Here is an opportunity to urge that the California minimum wage be raised.
In 1968, California's minimum wage stood at $1.65 an hour. For the minimum wage to match the purchasing power it had in 1968, it would have to be above $9.00 per hour. If the wage had kept up with productivity gains, it would be over $25.00 today. …
[This year's bill] would raise the state minimum wage from $6.75 to $7.75 over two years and then index it to inflation.
1 comment:
Raising the minimum wage is not a fix-all solution to the problem of underpaid workers. By increasing minimum labor costs, employers would (obviously) be forced to pay more for their minimum-wage workers. This would in turn proportionally decrease the average number of workers an employer can afford to hire, increase the unemployment rate in that class of citizenry, and increase the quantity of output expected from each employee.

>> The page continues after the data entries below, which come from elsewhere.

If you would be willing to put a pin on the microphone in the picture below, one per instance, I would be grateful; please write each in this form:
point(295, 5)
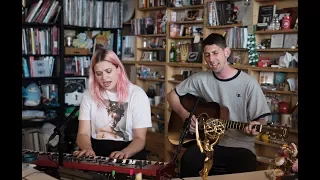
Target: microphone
point(60, 129)
point(186, 126)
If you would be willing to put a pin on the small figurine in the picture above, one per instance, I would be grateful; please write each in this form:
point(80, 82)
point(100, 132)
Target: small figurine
point(235, 14)
point(32, 95)
point(54, 98)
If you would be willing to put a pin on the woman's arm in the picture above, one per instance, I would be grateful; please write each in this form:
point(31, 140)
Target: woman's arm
point(84, 134)
point(138, 142)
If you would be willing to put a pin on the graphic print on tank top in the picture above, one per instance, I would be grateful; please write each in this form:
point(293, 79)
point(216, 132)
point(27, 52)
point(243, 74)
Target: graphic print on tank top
point(114, 123)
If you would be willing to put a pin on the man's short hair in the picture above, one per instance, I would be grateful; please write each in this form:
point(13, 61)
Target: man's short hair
point(215, 38)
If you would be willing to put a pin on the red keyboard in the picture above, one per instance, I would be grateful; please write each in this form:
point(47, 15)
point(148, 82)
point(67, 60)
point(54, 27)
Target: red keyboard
point(159, 170)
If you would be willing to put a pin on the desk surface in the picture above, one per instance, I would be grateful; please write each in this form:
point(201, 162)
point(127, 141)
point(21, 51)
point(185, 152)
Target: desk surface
point(238, 176)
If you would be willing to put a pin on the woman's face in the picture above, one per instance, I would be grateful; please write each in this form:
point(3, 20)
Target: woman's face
point(107, 75)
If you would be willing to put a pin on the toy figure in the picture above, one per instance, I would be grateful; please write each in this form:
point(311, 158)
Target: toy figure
point(54, 98)
point(235, 14)
point(33, 95)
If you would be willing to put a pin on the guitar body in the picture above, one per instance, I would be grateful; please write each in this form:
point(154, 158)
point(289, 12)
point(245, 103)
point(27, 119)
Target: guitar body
point(175, 124)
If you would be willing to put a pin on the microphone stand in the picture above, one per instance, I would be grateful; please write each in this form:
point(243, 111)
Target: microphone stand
point(186, 126)
point(60, 132)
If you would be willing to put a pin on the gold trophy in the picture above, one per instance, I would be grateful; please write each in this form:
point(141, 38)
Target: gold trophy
point(212, 130)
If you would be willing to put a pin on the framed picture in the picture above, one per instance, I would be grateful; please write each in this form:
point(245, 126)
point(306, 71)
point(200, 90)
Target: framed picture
point(193, 56)
point(185, 73)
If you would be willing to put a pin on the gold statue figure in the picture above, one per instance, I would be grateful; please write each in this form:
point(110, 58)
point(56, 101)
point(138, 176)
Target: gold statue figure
point(212, 130)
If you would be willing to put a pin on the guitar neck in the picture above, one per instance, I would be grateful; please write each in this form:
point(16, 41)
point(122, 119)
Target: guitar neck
point(241, 125)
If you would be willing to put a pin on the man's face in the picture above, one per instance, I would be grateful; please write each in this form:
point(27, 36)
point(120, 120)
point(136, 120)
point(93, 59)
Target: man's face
point(107, 75)
point(216, 57)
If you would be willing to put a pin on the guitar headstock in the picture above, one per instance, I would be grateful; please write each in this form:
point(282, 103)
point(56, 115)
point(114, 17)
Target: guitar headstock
point(276, 131)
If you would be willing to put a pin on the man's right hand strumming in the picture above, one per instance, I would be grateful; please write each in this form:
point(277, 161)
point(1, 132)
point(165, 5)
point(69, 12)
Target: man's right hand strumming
point(192, 127)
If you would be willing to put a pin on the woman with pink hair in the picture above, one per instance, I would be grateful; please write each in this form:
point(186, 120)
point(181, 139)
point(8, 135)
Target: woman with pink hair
point(114, 113)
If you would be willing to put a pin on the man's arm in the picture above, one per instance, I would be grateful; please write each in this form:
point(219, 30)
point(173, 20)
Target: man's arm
point(138, 142)
point(175, 104)
point(83, 136)
point(252, 131)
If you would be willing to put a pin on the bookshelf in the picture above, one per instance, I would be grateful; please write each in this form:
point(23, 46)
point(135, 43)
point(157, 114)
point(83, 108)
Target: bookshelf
point(164, 149)
point(81, 19)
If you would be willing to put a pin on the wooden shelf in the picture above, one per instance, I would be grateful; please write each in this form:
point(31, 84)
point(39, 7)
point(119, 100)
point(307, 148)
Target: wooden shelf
point(151, 79)
point(278, 50)
point(175, 64)
point(224, 26)
point(282, 31)
point(182, 37)
point(187, 7)
point(186, 22)
point(152, 63)
point(152, 8)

In the long run, to remain competitive manufacturing and certain service industries will be forced away from regions with high minimum wages, thus further complicating the already high demand for minimum-wage jobs in that area. Industries that cannot relocate will increase the price for their good or service, thus increasing the total cost of living in that region and further complicating the situation of low-paid or unemployed workers.
I agree that $14,000 in annual income is not enough, but perhaps raising the minimum wage is not the best solution?